In January 2017, Perry County Republican Larry Householder hitched a ride to President Trump’s inauguration on a corporate jet. The corporation is unidentified in the court records but Akron-based FirstEnergy said Tuesday it received subpoenas and is cooperating with the investigation.
Shortly after that, Householder and his associates planned and executed Householder’s political comeback, using more than $60 million from the energy corporation and its entities, an 82-page criminal complaint alleges.
“Householder’s Enterprise” allegedly spent FirstEnergy money to position House candidates to win primary and general elections, putting them in legislative seats where they could and would vote for Householder as speaker and follow his lead and vote for a bailout bill to help FirstEnergy.
Householder’s candidates by and large won, Householder became speaker in January 2019, and FirstEnergy got its bailout package worth $1.3 billion when House Bill 6 was signed into law in July 2019.
From March 2017 to March 2020, Akron-based FirstEnergy and its entities paid Householder’s Enterprise nearly $61 million in secret payments in exchange for the billion-dollar bailout, according to federal prosecutors.
How did the feds find this out?
They have lobbyists, lawmakers and others on tape. They subpoenaed bank records. They looked at text messages and phone records. They interviewed legislators and informants.

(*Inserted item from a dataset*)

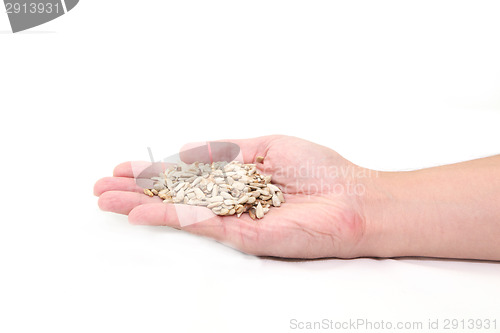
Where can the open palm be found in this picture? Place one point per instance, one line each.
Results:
(322, 216)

The money was funneled through Generation Now, a dark money 501(c)4 organization controlled by Householder, the complaint says.
“The millions paid are akin to bags of cash — unlike campaign or PAC contributions, they were not regulated, not reported, not subject to public scrutiny — and the Enterprise freely spent the bribe payments to further the Enterprise’s political interests and to enrich themselves,” wrote Wetzel, a former legislative aide who worked in the Michigan House of Representatives.
Opponents of HB6 — a coalition of environmental groups, free market advocates and competing utilities — launched a referendum campaign to ask Ohio voters to overturn the new law.
FirstEnergy and Householder’s Enterprise fought back. From July 24 to Oct 22, 2019 — the window for the referendum campaign — the energy corporation wired more than $38 million to Generation Now to defeat the ballot initiative, prosecutors said.
That cash was used to mount a fierce counter-campaign that included ads, mailers, alleged bribes and pay offs for referendum signature collectors.
The referendum campaign failed to gather enough signatures within its deadline.